Tuesday, 7 September 2010
Walk to work day - spirit of the Blitz
A tube strike is a nuisance, but there is something pleasing about seeing far more people than usual walking on the streets - and not just because it makes them resemble the way that architects always draw street views, with more people than is plausible. Old photos of everyday street scenes often show more pedestrians than one would expect today - so do street scenes in mid-century films by the likes of Preston Sturges and Alfred Hitchcock, which can look contrived today but perhaps appeared natural at the time. In the past there was more experience for everyone of this basic communal activity, presumably not because there were fewer people on tubes, but because there were fewer people sealed away in their cars.
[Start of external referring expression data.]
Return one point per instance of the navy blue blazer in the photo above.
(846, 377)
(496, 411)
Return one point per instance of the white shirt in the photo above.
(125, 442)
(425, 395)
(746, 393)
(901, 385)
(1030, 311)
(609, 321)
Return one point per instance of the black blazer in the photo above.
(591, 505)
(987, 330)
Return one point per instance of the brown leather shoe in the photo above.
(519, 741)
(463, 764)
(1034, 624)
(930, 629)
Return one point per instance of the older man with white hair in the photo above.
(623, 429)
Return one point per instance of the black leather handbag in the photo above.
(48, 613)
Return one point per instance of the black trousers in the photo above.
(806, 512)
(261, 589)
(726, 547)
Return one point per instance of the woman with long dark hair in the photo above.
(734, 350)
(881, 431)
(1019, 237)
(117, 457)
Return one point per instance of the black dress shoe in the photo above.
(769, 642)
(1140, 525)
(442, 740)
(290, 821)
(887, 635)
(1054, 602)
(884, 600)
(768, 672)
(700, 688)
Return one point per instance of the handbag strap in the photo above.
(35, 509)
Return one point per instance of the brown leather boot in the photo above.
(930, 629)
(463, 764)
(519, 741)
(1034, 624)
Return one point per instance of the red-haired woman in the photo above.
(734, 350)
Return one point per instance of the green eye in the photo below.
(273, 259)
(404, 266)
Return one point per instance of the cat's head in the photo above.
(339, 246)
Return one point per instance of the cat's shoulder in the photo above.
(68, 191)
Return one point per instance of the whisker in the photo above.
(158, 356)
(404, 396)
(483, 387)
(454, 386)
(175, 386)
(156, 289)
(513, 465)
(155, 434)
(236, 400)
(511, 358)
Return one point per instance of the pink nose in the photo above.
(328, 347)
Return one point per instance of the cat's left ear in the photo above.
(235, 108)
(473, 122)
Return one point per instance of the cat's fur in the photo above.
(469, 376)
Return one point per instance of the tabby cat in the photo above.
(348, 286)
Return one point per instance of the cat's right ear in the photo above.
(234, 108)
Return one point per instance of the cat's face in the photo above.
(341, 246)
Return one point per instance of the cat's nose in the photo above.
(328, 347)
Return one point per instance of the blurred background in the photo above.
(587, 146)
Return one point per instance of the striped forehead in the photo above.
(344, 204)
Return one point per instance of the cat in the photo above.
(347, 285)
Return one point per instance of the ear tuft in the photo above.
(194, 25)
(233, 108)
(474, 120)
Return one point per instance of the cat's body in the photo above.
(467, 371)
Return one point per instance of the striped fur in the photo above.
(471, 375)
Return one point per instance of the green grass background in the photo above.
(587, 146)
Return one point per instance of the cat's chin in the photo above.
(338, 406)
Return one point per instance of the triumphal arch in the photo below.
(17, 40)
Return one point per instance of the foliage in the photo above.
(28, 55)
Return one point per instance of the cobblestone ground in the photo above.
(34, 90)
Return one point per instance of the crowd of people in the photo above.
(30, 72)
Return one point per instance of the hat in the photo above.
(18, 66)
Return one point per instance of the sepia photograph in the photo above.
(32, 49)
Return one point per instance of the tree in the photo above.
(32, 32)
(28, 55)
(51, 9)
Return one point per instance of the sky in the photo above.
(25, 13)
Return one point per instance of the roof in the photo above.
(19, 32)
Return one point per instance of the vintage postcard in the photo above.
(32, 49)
The optimist might detect, in the rush hour today, a slightly increased sense of common purpose, in (very mild) adversity, at a time when the media are commemorating the start of the Blitz.
Keep calm and carry on.
The Olde Mitre
The Olde Mitre pub, near Holborn Circus, is a good example of the general rule that most 'rules' of urban design etc. are there to be broken. Accessed down an alley which is about 1200mm wide, the pub appears to do good business, and is packed at times. If you proposed this as a new route to get to a new bar, the police would object, so would the people who collect rubbish, so would the planners, and so would the commercial agents.
The charming sign on the lamppost on the pavement in Hatton Garden helps you find it for the first time. Locals were distraught when this was trashed earlier in the year, and it seemed unlikely that it would be replaced - but it has been. Well done to whoever sorted this out.
The Olde Mitre is recommended, in spite of the tacky orthography, for good beer- and a rare opportunity to buy a pickled egg from a jar on the counter.